Some Quick Thoughts on Desperate Ravings

I've been having quite a few ideas for posts recently. Maybe that means I'm just really good at blogging (I am blossome), or maybe I'm gonna burn myself out and get sick of Magic and never write again. Thank God nobody reads this thing or I'd be freaking right the fuck out right now.

I had a thought today (!) about Desperate Ravings while playing online. It's hard to evaluate what exactly the card does to your hand. Because, you know, Variance. A lot of people write about variance. So I'll spare you my thoughts. Just know that it doesn't just mean "randomness". It refers to how random something is; how far the results are spread out. When we talk about variance in Magic, we're usually referring to the amount of randomness in Magic itself, relative to... life? I guess? There is "some variance" in Magic, which governs our lives and makes us its bitch.

When you cast Desperate Ravings, the variance... varies.
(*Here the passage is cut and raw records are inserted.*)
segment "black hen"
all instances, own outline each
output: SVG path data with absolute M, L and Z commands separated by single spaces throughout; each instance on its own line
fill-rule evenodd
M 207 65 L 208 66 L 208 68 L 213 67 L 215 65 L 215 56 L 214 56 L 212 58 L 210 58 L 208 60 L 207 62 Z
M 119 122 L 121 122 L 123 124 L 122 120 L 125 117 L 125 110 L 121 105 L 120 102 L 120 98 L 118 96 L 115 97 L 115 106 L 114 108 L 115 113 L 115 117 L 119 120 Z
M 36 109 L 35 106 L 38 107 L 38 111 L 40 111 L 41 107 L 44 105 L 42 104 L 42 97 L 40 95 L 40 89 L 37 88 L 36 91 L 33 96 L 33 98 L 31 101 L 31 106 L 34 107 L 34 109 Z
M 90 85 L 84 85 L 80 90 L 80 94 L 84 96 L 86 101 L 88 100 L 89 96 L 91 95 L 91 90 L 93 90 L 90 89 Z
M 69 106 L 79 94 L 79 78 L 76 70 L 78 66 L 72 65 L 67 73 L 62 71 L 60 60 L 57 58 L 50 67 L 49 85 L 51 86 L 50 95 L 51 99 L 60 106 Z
There's a variety of situations. Insert stream of V alliteration here.

For the moment, we're throwing out graveyard interaction and we're throwing out mill as a win condition. Pretend, for a moment, that any card that would be put into your graveyard gets put on the bottom of your library instead. And I guess pretend Cellar Door doesn't exist (weren't you already?). How does Desperate Ravings affect your hand?
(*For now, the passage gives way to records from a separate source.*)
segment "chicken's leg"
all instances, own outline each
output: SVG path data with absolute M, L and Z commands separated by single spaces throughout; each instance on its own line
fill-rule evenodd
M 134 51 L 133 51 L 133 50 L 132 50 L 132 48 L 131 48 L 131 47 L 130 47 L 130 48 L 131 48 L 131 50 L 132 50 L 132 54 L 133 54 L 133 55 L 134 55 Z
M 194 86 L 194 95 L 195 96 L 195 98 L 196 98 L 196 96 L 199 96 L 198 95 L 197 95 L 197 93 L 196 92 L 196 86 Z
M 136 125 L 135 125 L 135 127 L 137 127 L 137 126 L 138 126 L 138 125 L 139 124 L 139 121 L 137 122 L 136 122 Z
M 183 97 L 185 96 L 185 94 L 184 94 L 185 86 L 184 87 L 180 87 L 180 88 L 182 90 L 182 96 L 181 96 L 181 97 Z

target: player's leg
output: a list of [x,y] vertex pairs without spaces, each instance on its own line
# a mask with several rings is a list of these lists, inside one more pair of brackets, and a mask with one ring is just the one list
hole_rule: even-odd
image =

Well, this might be uncomfortable for the non-mathy people here (as will most of this, if I'm doing my job), but we'll start with two hands; a zero card hand and an infinitely-large hand.
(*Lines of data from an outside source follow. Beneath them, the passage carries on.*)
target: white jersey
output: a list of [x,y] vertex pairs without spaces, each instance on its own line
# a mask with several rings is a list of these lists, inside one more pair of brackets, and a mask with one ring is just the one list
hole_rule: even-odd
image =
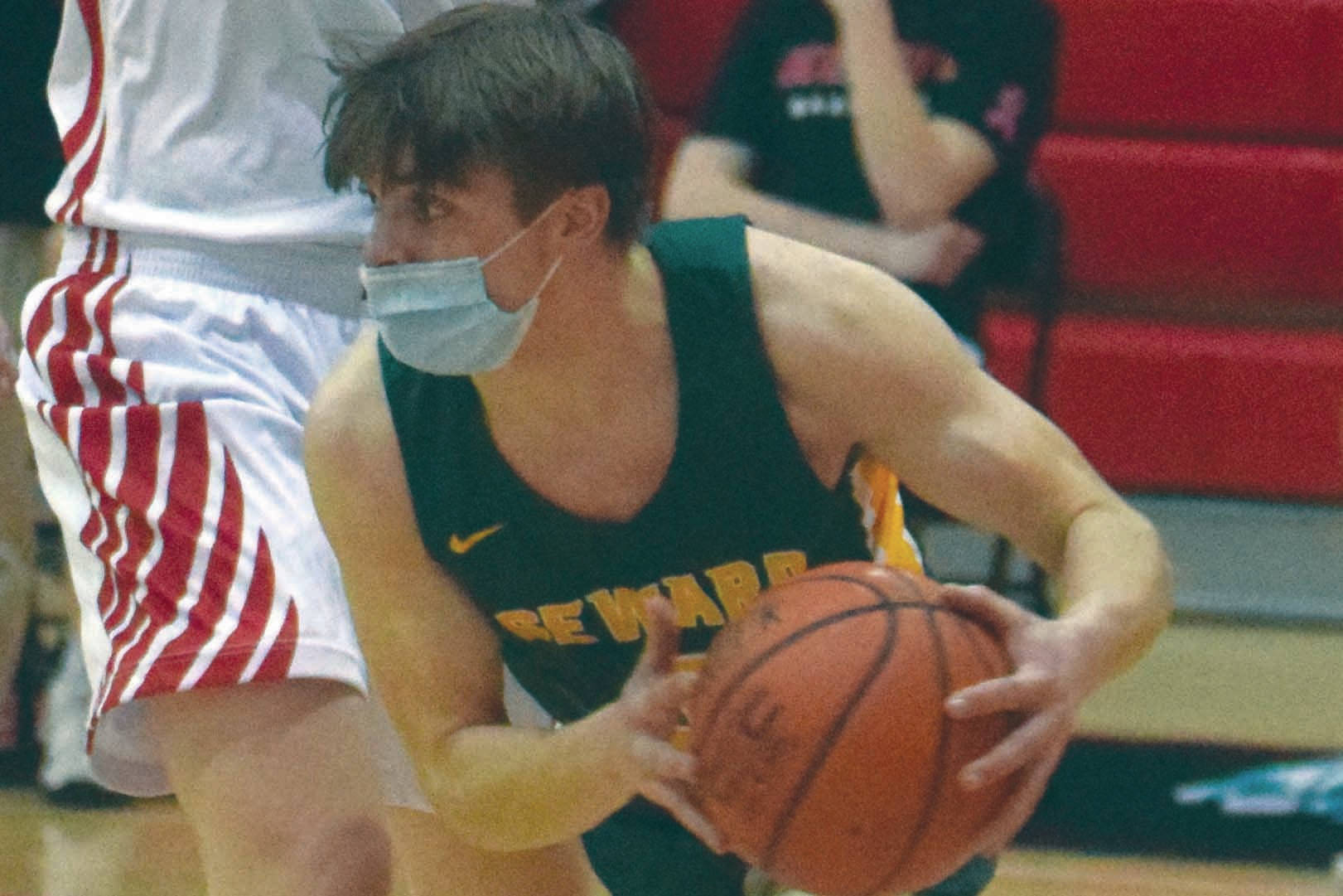
[[48,82],[67,164],[47,214],[121,231],[145,262],[164,250],[168,273],[219,244],[248,283],[304,269],[278,297],[348,312],[371,208],[322,180],[328,63],[451,5],[67,0]]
When you cast Desperate Ravings with no other cards in hand (or from the graveyard with none in hand), you draw one card. The other one gets discarded before the spell resolves, so it doesn't affect your hand--which is, again, what we're looking at here. With zero cards, Desperate Ravings functions identically to Think Twice.

When you cast it with a near-infinite hand size, the odds of you discarding a card you just drew are very nearly zero. You always get two new cards, and discard an old one. You can't equate this to an existing card nearly as easily, because you're still discarding a card at random no matter how you phrase it. But the more cards you have in hand, the closer you get to seeing two new cards.

Now I'm not gonna draw a graph or any of that shit. It looks really boring anyway, since the Y values are all between 1 and 2. But we can start by saying that, with two cards in hand, you have a fifty percent chance of getting two new cards because you discard a random one out of the four you draw. So I guess you draw 1.5 cards? Take that, high school statistics!

Anyway, from a pure card advantage standpoint, if your worst-case-scenario is a Think Twice, you're doing just fine. That's the principle behind the four copies in the list I just posted as well as the list I'll be posting when I talk about my crazy combo shenanigans. So although it may be hard to know exactly what Desperate Ravings is doing, the short answer is "good things!"